The method behind Sempiternal Dusk’s madness is as simple as it is brutally effective. The band lock into a foundational riff or two, and from there proceed to repeatedly beat the listener against it, rather than build out of it. Rarely does the band stray far from the baseline they establish at the outset of a song, instead basting the listener in a thick stew of ichorous noise, progressively absorbing them in perverse osmosis.
This effect of complete immersion is not possible by repetition alone, though. Sempiternal Dusk skew their musical approach with every track, phasing between genres, feelings and atmospheres in such a way that each song becomes its own vignette of blasphemy. “Excavated Filth From Dimensional Incarnations” dwarfs the listener before cyclopean grandeur, as the band’s looming riffs and quaking rhythm section threaten to swallow the sky, only until unseen gates suddenly open, like the maw of Minas Morgul, to discharge endless legions upon distant lands. The scale is hopelessly vast, cowing all in the shadow of a villain’s glory.
But before any expectations for what is to come can be properly formulated, “Orgiastic Feast Upon Martyred Flesh” gets up close and personal in a decidedly more brutal attack of throbbing blasts, intercutting the relentless battering with decisive cymbal work that evokes a semblance of barbaric ritual. The straight ahead death march sparked by “Orgiastic Feasts Of Martyred Flesh” is carried on in militant thunder by the fleeting desolation of “Beneath The Emblem Of Death”, and marks the borderline of styles before the shift into decidedly more blackened territory.
In “Refracted Suffering Through The Windows Of Hell”, the shock and awe imposed by the prophets’ visions of Hell have subsided, only to be replaced by a mood of inexorable hopelessness.
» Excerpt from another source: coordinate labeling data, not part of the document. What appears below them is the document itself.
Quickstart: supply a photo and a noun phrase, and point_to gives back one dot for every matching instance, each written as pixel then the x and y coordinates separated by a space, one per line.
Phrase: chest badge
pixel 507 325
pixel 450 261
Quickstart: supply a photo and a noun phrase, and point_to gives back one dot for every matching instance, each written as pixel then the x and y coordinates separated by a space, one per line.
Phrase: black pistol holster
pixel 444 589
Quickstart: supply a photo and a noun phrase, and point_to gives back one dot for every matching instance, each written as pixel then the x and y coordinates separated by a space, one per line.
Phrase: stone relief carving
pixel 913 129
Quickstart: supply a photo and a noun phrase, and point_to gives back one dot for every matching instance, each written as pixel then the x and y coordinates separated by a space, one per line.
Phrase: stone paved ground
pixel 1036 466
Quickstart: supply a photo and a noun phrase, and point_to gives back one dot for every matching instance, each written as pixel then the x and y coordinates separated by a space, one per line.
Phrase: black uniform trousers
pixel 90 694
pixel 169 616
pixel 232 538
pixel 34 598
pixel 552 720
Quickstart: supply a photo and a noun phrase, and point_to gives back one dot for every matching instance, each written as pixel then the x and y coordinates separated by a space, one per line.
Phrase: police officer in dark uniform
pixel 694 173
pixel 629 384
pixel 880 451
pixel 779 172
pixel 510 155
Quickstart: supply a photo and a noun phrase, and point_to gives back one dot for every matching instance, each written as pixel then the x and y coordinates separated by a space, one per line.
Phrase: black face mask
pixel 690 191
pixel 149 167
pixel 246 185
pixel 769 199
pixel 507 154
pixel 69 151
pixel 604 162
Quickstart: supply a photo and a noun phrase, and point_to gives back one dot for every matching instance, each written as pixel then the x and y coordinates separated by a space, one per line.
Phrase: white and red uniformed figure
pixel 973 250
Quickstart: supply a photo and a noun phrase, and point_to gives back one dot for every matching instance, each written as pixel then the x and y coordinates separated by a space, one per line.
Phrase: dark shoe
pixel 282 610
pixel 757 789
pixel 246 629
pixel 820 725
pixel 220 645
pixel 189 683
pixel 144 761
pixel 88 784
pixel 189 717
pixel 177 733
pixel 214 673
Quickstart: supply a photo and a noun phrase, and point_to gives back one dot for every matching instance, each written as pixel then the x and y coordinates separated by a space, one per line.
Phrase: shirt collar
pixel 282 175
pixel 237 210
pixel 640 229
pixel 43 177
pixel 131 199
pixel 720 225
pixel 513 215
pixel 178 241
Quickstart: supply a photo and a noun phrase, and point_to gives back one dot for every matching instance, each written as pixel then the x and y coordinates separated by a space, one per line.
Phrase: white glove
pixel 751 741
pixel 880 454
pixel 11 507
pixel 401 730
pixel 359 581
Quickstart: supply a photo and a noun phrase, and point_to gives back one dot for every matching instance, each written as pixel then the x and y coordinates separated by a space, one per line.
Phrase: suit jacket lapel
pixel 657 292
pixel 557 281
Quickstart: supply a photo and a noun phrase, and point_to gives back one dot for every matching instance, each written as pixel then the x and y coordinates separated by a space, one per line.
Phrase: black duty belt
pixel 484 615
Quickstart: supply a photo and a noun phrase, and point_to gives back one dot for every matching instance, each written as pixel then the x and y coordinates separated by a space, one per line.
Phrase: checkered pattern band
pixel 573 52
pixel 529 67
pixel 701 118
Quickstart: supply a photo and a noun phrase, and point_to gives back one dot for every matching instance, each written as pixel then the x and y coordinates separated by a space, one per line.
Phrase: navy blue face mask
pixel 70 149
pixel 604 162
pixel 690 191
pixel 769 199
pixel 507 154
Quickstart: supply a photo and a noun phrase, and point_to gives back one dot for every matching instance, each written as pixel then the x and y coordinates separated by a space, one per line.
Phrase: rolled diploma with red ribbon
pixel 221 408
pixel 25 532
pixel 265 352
The titanic scale and tectonic weight of course remains, though Sempiternal Dusk’s writhing death doom cuts with an edge of old school black metal riffing, hinting at the inverse regality of the underworld.
The mounting depression comes to a head in a well of quiet solitude as the album closer, “Spears Of Pestilence” yawns into being, like a hulking abomination chained down in a pit of antediluvian slime. Out of a funereal cradle of glacial agony, “Spears Of Pestilence” depicts one last futile dirge against the void before finally succumbing. Sempiternal Dusk’s guitars never breach the surface of that putrid lake, reverberating with the weight of the world, as the drums struggle to bear the weight. The vomitous spew of T.C’s vocals conjoin seamlessly with the guitar tone, in a reeking ode to despair from the throat of the suffering damned.
Cenotaph Of Defectuous Creation is exemplary proof of the malleability of extreme metal. Sempiternal Dusk manipulate varying styles to their advantage, weaving and crossbreeding the likenesses of Incantation with Disembowelment, among others, and with masterful fluidity to appeal to multiple tastes of heaviness, all bound together under the reign of absolute fucking death.
To be unveiled by the mighty DARK DESCENT RECORDS on CD and black or coloured Black “A” side/Silver “B” side merge vinyl.